In his book, “On The Other Side of Freedom,” Black Lives Matter activist Deray McKesson compiles a compelling collection of experiences from the 2014 protests in Ferguson, Missouri that impart a lasting knowledge of the racial challenges our society faces, and our role in creating hope through community efforts.
Although the author scatters the concept of hope throughout the book, he introduces the necessity for such a powerful weapon in the first chapter. McKesson draws a clear line between faith and belief, explaining that hope is not a mystical feeling or emotion living within us, but rather a belief that is fueled by hard work toward a personal or public cause. Instead of relying on luck, he makes it clear that hope should be a strategic vision powered by a working attitude and specifies that the hope of black people relies on creativity and culture. Through the discussion of music, history and the power of community, he captures the identity that keeps the black population a people of culturally-driven aspirers and contributors to society.

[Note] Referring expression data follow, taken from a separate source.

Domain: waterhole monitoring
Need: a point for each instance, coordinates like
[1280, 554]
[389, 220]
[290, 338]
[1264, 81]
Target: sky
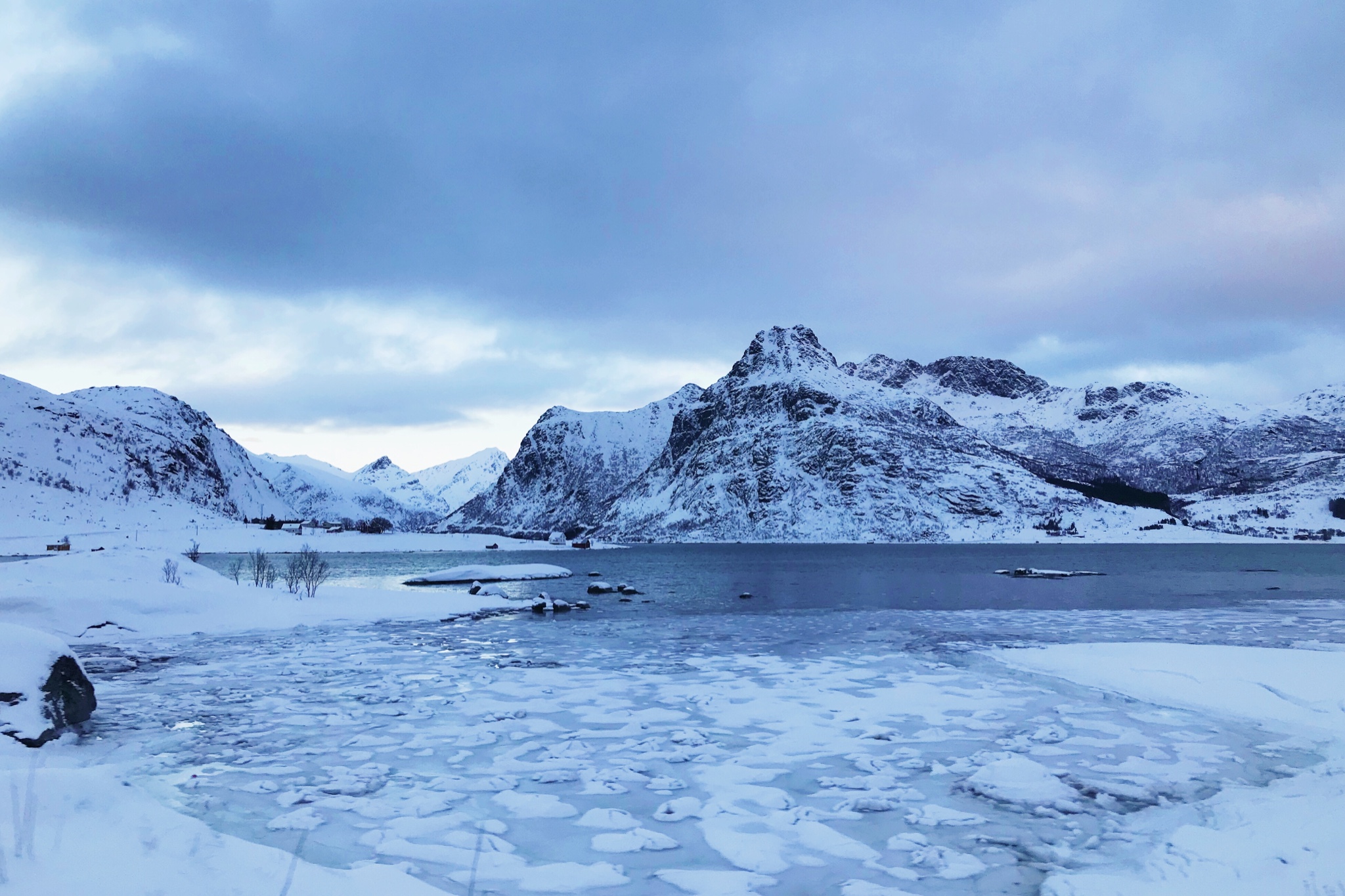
[361, 228]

McKesson goes on to address the fact that some may not view black people’s grievances as deserving of sympathy by introducing the earn/deserve paradigm. He explains it by seeing the world as a community that decides who is worthy of power. Those who have earned necessities such as housing, healthcare and education believe they’re entitled to the privileges they’ve been given. McKesson bluntly states that this inequity has led to a sense of superiority between different races. Using the police force as an example of those who believe they are above the law, he shows that the imbalance of power is not only racial, but also institutional.

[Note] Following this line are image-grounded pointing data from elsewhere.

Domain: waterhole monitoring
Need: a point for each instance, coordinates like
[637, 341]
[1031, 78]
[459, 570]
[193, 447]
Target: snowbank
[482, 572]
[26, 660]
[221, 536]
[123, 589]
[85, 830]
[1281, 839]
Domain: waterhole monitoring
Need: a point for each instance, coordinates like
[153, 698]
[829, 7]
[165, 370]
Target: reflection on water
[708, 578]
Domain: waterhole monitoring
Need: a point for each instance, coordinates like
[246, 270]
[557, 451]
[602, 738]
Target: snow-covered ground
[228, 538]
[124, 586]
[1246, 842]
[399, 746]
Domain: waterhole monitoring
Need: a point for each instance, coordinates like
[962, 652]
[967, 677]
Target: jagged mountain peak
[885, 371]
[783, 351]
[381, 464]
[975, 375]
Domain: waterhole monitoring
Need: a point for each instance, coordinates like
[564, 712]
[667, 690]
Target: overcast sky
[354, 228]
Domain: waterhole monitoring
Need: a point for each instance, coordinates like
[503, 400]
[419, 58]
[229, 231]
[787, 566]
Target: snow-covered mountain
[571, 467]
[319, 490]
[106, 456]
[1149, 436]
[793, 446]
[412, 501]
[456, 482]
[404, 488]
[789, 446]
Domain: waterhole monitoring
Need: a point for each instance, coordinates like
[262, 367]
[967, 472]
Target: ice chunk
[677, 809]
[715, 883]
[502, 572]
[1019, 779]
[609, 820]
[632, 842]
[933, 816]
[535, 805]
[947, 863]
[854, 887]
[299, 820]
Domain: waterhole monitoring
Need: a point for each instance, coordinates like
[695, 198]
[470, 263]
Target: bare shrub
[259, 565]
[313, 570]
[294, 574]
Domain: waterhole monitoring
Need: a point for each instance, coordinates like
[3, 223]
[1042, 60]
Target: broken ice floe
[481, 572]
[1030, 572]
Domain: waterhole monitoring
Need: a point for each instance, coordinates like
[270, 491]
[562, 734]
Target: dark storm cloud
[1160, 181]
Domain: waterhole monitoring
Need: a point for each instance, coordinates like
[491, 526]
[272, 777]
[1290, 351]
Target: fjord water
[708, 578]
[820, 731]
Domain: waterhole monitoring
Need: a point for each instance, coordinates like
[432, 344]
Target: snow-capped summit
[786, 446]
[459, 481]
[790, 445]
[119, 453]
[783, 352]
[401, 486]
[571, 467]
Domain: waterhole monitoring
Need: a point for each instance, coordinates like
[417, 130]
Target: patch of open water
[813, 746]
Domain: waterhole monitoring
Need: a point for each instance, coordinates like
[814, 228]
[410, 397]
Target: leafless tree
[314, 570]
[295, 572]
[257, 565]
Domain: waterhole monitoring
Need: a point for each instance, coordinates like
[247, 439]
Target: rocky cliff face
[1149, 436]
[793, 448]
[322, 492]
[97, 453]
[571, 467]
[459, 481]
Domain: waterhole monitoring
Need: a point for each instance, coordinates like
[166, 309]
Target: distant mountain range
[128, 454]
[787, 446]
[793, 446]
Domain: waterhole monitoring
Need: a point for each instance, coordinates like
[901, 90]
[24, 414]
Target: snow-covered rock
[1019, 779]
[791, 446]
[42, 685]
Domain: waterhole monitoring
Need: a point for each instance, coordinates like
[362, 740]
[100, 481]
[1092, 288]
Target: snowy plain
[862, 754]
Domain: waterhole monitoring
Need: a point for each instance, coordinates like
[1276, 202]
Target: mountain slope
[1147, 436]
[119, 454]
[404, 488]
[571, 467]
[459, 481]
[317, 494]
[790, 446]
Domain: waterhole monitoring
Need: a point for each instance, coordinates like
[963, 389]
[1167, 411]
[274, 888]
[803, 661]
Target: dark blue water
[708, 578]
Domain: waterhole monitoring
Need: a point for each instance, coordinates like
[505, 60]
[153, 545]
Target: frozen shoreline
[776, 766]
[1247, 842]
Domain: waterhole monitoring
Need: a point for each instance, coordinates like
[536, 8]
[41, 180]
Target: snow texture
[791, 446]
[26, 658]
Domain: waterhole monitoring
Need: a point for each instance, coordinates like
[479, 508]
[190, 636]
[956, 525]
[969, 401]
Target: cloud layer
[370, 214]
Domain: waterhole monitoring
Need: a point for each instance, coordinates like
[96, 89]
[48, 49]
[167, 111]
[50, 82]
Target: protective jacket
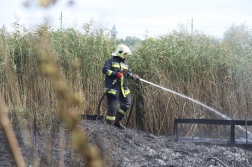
[111, 67]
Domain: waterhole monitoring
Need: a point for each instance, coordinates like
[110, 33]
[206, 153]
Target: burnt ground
[123, 148]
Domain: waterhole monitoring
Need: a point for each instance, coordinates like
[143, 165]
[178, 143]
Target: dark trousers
[113, 105]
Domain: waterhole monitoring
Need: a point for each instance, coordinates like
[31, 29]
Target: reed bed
[201, 67]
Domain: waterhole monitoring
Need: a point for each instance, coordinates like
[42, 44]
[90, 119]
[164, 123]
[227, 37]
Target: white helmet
[121, 49]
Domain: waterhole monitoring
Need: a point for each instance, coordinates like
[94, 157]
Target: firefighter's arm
[106, 69]
[129, 74]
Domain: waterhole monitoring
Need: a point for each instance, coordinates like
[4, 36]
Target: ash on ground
[125, 148]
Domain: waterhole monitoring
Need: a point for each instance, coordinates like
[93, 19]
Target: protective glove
[119, 75]
[135, 76]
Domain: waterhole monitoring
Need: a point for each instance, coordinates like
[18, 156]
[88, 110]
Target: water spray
[186, 97]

The author supports his arguments about power imbalances through statistics, including the disturbing fact that black people are three times more likely to be killed by police than their white counterparts. Through his “Mapping Police Violence” database, McKesson creates a way to track police killings nationwide. The most jaw-dropping revelation was the fact that the rules of police departments vary heavily when it comes to the use of firearms. While some departments in California mandate gun restrictions, the other half of the country might allow for their policemen to shoot first and ask questions later at the slightest feeling of attack. McKesson goes on to identify laws and regulations that protect officers who have committed murder but claimed self-defense. Despite the claims of brutal inequality toward one class of citizens, he remains surprisingly hopeful, leading readers into his discussion about the power of technology-driven protest.
The author relies on technology for his widely-known and successful protests, especially with the Black Lives Matter movement. Comparing Twitter to a friend who is always awake, McKesson develops a relationship with social media that allows him to amplify his message, turning small phrases into powerful movements.
Though there are moments when McKesson is repetitive in his statements about hope and faith, “On The Other Side of Freedom” provides an engaging and compelling argument that acknowledges the racial inequality embedded in our system, yet remains hopeful for a society based on individual choices instead of systemic conformities.